Removing Stopwords from Text

Stopwords are common words like ‘a’, ‘and’, ‘the’ that should be filtered out from text:

from nltk.corpus import stopwords

text = "The quick brown fox jumps over the lazy dog"

stop_words = set(stopwords.words('english'))

words = text.split()

filtered_words = filter(lambda word: word not in stop_words, words)

print(filtered_words)

This filters out all the stopwords from the text.

Finding Prime Numbers

The filter() function can filter out prime numbers from a sequence of numbers:

nums = range(1, 25)

primes = filter(lambda x: all(x%y != 0 for y in range(2, x)), nums)

print(list(primes))

Here, we constructed a lambda function that checks each number for primality and filter() gives only the primes.

These are just a few examples. filter() can be used in many other scenarios like processing datasets, analyzing logs etc.

Conclusion

The filter() function is an important built-in function in Python for filtering iterable data. This guide covers how to use filter() to filter lists, tuples, sets, dictionaries as well as custom objects based on different criteria.

Constructing the filter criteria using lambda functions allows for compact and flexible filtering. filter() can be combined with other functions like map() to process the filtered data further.

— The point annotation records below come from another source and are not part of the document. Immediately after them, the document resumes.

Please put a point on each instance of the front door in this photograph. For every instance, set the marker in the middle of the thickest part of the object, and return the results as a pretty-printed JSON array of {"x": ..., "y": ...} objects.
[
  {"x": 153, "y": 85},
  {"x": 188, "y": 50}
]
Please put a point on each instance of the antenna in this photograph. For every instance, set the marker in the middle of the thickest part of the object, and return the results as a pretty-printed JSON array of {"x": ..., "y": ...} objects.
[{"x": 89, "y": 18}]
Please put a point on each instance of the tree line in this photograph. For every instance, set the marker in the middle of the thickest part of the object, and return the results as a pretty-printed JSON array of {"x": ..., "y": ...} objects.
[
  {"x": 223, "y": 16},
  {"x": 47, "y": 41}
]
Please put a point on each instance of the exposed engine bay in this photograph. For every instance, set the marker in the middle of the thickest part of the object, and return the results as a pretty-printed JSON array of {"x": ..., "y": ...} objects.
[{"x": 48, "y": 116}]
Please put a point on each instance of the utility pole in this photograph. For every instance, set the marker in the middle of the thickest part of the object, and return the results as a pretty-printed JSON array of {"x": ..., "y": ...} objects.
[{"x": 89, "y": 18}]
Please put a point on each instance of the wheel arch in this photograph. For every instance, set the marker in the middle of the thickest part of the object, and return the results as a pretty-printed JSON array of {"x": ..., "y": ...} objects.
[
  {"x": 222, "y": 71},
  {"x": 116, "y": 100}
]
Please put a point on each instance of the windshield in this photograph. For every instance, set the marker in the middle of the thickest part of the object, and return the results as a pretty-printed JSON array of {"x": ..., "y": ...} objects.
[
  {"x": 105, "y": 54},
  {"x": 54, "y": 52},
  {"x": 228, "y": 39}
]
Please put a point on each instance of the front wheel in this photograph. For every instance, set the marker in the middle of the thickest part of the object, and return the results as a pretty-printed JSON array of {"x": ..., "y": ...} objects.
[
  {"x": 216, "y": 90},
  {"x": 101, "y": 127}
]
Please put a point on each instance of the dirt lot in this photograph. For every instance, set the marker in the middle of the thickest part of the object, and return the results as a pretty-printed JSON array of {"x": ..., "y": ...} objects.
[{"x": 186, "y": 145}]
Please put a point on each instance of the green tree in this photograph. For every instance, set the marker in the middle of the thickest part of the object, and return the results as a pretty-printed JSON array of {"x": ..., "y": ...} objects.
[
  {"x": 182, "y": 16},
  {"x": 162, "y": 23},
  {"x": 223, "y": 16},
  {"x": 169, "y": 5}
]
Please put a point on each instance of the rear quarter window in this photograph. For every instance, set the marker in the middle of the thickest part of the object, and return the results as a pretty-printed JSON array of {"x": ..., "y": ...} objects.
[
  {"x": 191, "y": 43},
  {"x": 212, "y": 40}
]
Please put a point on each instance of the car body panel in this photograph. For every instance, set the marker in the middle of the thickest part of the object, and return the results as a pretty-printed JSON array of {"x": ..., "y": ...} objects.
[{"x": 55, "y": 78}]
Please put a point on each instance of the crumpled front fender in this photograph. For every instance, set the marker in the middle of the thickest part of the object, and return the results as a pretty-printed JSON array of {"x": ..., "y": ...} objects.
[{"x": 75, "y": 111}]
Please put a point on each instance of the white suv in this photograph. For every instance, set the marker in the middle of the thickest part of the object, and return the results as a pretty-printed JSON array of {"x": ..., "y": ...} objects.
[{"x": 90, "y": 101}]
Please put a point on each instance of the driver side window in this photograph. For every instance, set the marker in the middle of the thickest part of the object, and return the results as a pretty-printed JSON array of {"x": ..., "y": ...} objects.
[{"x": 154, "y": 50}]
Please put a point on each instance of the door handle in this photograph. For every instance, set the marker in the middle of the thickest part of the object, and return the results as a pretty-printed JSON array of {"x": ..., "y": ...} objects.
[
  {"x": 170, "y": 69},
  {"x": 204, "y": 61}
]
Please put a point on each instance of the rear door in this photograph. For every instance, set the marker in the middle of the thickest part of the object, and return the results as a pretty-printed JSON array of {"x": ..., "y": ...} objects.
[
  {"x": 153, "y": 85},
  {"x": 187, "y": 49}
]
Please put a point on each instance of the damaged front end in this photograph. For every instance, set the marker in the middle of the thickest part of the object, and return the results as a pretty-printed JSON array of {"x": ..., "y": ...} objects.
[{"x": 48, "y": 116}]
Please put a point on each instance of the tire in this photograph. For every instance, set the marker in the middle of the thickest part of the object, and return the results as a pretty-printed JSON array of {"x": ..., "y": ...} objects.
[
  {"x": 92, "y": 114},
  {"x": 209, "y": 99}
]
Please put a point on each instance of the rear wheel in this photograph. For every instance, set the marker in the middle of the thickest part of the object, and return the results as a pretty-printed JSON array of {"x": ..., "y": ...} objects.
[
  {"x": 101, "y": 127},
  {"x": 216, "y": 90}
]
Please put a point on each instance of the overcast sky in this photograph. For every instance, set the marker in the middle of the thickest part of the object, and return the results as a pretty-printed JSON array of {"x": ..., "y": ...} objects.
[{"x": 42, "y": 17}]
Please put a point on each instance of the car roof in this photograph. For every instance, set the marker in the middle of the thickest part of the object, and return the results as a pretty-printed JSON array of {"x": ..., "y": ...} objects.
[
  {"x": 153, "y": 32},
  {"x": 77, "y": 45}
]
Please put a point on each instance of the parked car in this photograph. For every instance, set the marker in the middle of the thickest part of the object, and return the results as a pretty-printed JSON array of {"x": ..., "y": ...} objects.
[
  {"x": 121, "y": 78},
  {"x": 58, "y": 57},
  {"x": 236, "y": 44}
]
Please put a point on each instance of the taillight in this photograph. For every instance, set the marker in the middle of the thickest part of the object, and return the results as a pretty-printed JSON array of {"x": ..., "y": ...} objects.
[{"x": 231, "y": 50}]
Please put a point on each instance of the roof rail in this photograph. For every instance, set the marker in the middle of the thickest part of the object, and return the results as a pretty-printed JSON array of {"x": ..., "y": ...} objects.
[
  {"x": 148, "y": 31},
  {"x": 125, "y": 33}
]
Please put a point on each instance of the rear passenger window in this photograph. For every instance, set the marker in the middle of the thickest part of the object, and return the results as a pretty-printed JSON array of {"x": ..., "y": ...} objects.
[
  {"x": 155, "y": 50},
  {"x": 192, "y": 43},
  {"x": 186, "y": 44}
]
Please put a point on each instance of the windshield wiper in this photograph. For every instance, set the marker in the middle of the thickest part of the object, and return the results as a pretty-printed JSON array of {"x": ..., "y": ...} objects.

Some real-world use cases of filter() were also discussed like filtering database records, text analysis and finding prime numbers. Mastering filter() will make your Python data processing and analysis work easier and faster.

The key points from this guide are:

I hope this guide provided a comprehensive overview of how to filter data in Python using filter(). You should now be able to comfortably use this function for a wide range of applications.